The movie was originally a French production with French voiceover actors (Charles Berling, Romane Bohringer, and Jules Sitruk) providing voices for the penguins as if they were characters (similar to 1989’s The Adventures of Milo and Otis.) I wish that they had made it that way, instead of the documentary style presented here, but apparently it paid off. Besides…it is always cool to listen to Freeman talk.
The photography in the movie is beautiful…but so is the photography in television nature docs. That is why I am wondering what makes this one so special. It would have been cool if they had presented it in IMAX format, because then it would have given more to the audience who are just there for the photography.

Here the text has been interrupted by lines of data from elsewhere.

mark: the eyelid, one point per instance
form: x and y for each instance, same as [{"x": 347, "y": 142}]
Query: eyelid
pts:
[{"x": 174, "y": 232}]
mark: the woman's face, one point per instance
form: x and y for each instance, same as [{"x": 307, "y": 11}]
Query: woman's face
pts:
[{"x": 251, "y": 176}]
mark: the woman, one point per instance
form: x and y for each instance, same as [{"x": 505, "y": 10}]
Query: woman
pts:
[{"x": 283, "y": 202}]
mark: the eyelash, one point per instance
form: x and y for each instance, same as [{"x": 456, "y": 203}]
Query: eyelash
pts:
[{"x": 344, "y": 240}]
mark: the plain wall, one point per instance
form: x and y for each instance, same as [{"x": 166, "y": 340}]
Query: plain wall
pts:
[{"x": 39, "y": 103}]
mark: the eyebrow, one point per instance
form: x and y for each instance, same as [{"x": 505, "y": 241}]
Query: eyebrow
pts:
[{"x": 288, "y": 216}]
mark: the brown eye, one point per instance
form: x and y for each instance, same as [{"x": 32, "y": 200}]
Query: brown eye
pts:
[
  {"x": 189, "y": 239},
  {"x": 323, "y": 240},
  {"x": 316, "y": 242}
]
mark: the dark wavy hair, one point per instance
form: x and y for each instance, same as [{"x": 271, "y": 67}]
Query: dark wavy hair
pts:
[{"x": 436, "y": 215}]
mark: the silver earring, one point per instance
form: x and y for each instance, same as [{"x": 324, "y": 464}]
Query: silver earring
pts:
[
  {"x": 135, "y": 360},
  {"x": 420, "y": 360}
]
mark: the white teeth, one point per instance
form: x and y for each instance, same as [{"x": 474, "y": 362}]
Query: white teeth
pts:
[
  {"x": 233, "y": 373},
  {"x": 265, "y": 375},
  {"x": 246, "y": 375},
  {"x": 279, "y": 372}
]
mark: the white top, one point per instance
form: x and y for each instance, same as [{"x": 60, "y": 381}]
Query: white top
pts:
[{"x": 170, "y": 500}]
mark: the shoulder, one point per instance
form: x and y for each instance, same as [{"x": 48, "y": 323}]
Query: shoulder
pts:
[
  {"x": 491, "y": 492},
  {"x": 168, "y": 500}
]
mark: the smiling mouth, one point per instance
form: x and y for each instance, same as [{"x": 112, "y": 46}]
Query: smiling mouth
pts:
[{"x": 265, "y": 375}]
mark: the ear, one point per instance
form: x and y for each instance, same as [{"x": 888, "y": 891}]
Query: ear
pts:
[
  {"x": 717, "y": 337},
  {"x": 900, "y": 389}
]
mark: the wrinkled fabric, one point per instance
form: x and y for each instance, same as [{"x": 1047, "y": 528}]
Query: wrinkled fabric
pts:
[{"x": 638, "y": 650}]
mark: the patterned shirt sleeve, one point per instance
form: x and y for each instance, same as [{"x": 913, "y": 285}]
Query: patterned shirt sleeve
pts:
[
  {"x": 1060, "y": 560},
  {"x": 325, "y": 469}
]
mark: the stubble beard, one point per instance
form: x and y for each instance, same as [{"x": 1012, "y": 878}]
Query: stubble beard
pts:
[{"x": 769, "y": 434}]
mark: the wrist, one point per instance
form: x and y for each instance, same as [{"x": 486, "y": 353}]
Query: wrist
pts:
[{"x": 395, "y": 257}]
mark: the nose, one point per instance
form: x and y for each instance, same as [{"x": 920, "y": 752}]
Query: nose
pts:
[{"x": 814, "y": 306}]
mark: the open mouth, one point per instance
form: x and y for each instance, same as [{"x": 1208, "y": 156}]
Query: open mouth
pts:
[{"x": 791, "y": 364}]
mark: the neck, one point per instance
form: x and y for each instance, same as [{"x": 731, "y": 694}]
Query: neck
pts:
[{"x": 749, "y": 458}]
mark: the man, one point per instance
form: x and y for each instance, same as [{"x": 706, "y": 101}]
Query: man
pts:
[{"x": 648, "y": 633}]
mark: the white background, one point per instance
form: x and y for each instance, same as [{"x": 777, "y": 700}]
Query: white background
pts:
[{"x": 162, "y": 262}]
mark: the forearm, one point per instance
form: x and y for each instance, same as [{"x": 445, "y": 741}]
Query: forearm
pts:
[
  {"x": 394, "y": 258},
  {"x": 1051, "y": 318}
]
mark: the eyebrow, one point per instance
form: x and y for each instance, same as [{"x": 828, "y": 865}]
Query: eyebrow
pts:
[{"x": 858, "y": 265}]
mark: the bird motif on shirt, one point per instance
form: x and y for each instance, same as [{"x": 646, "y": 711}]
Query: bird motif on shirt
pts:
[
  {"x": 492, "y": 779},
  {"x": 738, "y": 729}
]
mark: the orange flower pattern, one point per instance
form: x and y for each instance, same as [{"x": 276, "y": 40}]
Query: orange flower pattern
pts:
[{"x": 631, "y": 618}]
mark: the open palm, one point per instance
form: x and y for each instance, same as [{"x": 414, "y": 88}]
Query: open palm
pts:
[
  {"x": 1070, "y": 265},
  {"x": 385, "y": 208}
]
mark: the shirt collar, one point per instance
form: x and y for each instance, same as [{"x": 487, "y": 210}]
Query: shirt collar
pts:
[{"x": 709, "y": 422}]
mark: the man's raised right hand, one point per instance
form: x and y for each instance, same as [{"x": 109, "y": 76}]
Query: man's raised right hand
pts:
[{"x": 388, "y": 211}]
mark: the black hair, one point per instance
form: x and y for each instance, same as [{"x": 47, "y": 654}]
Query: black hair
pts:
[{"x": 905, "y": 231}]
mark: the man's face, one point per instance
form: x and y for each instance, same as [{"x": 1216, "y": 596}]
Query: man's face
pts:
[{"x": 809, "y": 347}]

As I stated earlier, March of the Penguins is a colossal hit, and it is now the second highest grossing non-IMAX documentary of all time (right behind last year’s Fahrenheit 9/11.) Unless Jacquet makes a stupid mistake by not submitting the film in the documentary category (like Michael Moore did last year for Fahrenheit), it will probably win the Oscar. Its G rating makes it appropriate for kids, but just because it has the family friendly rating doesn’t mean that it will be entertaining. Sure…the penguin chicks are cute, and it is funny to watch the adults waddle like little gentlemen in tuxedos, but it isn’t enough for me to want to pay $6-$10 dollars to buy a ticket to see it when I can find many similar documentaries on educational channels. Money talks though, and I suppose that this March is one that most people want to see.